Your report will be evaluated taking into account:
overall presentation, statement of background and study objectives, summary of
quality assessment (including supporting graphs), description of statistical
analyses carried out (including description of any models fitted, design
matrix, contrasts if necessary, etc.),
(apparent) correctness of results (including some kind of table giving genes
that are differentially expressed, along with the top 50 genes in any case),
and conclusions.
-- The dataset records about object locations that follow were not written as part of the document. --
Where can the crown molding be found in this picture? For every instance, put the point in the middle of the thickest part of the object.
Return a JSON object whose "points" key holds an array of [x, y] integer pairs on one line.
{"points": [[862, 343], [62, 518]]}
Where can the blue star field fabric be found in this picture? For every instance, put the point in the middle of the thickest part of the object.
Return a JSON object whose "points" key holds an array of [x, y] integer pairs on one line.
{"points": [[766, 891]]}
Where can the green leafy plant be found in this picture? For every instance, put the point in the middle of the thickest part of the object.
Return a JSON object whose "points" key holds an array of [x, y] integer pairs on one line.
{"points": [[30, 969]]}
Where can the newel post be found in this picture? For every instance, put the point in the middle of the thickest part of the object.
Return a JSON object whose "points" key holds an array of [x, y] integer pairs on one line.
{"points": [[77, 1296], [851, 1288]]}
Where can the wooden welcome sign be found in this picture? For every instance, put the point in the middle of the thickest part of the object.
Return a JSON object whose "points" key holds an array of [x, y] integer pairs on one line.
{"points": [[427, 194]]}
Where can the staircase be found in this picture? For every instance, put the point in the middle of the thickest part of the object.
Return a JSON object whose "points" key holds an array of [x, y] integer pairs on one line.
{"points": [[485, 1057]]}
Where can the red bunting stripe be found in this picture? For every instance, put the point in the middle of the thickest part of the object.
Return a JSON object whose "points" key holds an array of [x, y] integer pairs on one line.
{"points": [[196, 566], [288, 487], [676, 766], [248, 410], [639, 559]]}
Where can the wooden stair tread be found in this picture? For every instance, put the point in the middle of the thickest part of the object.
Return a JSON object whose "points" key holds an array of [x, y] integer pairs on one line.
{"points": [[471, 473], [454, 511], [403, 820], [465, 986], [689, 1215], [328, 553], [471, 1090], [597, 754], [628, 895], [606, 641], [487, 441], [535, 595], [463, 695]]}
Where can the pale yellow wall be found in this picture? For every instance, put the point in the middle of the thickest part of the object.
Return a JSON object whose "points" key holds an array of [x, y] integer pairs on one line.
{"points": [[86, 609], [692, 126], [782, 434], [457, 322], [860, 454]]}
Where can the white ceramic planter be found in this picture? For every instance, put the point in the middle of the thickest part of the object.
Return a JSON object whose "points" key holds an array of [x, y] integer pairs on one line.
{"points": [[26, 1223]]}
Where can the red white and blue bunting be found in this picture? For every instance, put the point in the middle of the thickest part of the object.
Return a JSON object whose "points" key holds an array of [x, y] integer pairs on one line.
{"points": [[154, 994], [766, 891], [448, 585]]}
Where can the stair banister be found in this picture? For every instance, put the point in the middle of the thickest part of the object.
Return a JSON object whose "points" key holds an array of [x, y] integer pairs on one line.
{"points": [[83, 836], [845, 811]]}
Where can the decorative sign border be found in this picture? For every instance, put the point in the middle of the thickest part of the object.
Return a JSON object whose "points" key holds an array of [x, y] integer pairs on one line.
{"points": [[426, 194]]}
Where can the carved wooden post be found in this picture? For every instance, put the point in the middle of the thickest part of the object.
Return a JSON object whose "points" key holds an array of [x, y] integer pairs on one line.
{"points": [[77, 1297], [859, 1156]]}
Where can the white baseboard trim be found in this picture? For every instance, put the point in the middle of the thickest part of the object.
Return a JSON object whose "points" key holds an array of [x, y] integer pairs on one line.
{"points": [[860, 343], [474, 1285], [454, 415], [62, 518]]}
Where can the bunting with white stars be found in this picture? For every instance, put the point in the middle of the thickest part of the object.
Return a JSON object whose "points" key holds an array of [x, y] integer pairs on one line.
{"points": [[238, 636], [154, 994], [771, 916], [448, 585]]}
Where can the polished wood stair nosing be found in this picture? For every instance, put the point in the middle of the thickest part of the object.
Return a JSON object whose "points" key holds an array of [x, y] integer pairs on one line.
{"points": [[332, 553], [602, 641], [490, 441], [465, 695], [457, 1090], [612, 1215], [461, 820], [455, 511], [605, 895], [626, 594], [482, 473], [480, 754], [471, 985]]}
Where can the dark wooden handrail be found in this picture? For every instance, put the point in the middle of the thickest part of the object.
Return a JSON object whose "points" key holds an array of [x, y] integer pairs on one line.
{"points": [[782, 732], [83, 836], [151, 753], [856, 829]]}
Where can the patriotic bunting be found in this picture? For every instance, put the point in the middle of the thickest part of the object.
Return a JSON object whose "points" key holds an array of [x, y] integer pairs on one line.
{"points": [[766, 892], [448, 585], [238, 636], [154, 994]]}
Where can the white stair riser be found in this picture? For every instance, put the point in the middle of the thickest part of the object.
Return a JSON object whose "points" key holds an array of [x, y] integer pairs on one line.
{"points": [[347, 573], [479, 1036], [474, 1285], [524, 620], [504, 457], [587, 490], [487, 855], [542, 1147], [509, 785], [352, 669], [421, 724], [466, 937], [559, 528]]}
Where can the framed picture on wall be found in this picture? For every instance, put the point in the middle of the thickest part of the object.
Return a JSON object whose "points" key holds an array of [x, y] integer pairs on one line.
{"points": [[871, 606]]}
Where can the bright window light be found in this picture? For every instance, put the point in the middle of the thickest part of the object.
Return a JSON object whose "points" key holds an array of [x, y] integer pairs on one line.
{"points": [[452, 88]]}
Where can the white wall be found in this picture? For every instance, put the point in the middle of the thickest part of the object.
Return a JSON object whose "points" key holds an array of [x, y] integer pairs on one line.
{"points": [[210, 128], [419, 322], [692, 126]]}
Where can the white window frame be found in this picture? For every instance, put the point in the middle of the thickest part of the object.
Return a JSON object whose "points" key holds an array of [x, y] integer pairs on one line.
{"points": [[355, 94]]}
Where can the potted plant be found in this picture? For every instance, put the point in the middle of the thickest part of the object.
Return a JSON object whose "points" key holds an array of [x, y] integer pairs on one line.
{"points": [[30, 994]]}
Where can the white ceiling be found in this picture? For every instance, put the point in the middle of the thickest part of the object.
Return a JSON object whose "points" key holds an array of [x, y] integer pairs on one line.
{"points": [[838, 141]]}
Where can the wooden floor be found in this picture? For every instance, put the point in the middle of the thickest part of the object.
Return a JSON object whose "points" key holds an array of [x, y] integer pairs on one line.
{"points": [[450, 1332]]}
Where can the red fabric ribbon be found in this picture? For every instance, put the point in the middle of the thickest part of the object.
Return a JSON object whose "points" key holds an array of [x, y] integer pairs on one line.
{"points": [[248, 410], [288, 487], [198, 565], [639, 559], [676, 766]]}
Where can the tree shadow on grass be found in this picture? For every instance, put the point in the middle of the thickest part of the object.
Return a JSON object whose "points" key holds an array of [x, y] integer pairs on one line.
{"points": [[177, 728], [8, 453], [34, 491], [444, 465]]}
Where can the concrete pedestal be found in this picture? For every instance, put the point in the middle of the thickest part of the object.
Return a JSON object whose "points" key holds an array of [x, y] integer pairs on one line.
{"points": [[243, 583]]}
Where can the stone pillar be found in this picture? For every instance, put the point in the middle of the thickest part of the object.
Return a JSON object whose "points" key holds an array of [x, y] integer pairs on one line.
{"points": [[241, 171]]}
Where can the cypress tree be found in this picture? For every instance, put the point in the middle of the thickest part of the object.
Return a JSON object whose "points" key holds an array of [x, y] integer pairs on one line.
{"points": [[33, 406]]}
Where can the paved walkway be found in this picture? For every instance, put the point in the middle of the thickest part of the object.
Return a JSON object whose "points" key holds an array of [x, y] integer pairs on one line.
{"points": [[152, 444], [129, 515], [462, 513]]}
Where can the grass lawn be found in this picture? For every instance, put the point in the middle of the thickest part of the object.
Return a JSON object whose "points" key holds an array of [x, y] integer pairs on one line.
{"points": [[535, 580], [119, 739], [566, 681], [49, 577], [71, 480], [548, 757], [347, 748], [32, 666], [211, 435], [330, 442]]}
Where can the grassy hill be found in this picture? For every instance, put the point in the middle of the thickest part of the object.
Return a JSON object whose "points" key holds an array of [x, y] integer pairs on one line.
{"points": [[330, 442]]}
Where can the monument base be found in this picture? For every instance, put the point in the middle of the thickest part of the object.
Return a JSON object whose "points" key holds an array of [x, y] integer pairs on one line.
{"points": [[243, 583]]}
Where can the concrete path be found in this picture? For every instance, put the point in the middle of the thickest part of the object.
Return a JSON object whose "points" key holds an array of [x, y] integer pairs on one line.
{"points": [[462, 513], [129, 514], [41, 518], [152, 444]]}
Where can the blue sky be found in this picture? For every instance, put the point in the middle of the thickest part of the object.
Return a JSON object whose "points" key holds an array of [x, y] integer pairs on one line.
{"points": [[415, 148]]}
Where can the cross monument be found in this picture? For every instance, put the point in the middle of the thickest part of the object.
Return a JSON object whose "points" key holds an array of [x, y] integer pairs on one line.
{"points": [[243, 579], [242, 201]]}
You cannot
get full credit by turning in the html report you can generate with limmaGUI.
Day 1
First, open a web
browser and go to http://bioinf.wehi.edu.au/limmaGUI/
then click on Documentation (with screenshots) -> Swirl
Zebrafish data set. Then, read the
background information at the top of the page.
Next, you should download the swirl data set from http://bioinf.wehi.edu.au/limmaGUI/DataSets.html .
To make it easier to
switch between different web pages, you can open a second browser, then go to http://bioinf.wehi.edu.au/marray/ibc2004/lab1/lab1.html (the Lab 1 page). Scroll down
and read sections 1.3: Details on the files used and the
beginning of 2: Swirl experiment.
When you have finished, you should start R: Start menu -> Programs -> R 2.4.1. Work through section 2.1: Reading the data using limmaGUI. Load limmaGUI in R either from the
Packages menu -> Load package ... -> limmaGUI -> OK, or by typing
library(limmaGUI)
Read in the swirl data (as demonstrated in either the Lab 1 page or in more detail on the limmaGUI documentation page), including the GAL
file, the Targets file and the Spot Types file. Once you have successfully loaded the data, carry out some
exploratory data analyses (section 2.2: Diagnostic plots and normalization using
limmaGUI ). Make sure that you do
these for each of the slides, not just the single slide examples in the Lab 1 or Documentation pages.
You should take time at this stage to assess the plots and make
sure that you understand what information each type of plot is giving you. At the end of this exploratory phase, you
should end up with normalized log ratios for each slide. Do
NOT continue to the section on Computing A Linear Model Fit (Documentation page). It is a good idea to save your work for this
part – see Saving and Exiting at the
end of Lab 1 page section 2.2.
If you have time, you might want to download some of the other
example data sets (see the limmaGUI documentation page) and carry out some
exploratory data analyses on those as well.
You might also want to get a start on your final report.
Day 2
Today, continue the
analysis of the swirl data set by using linear modeling and empirical Bayes
statistics to look for differentially expressed genes.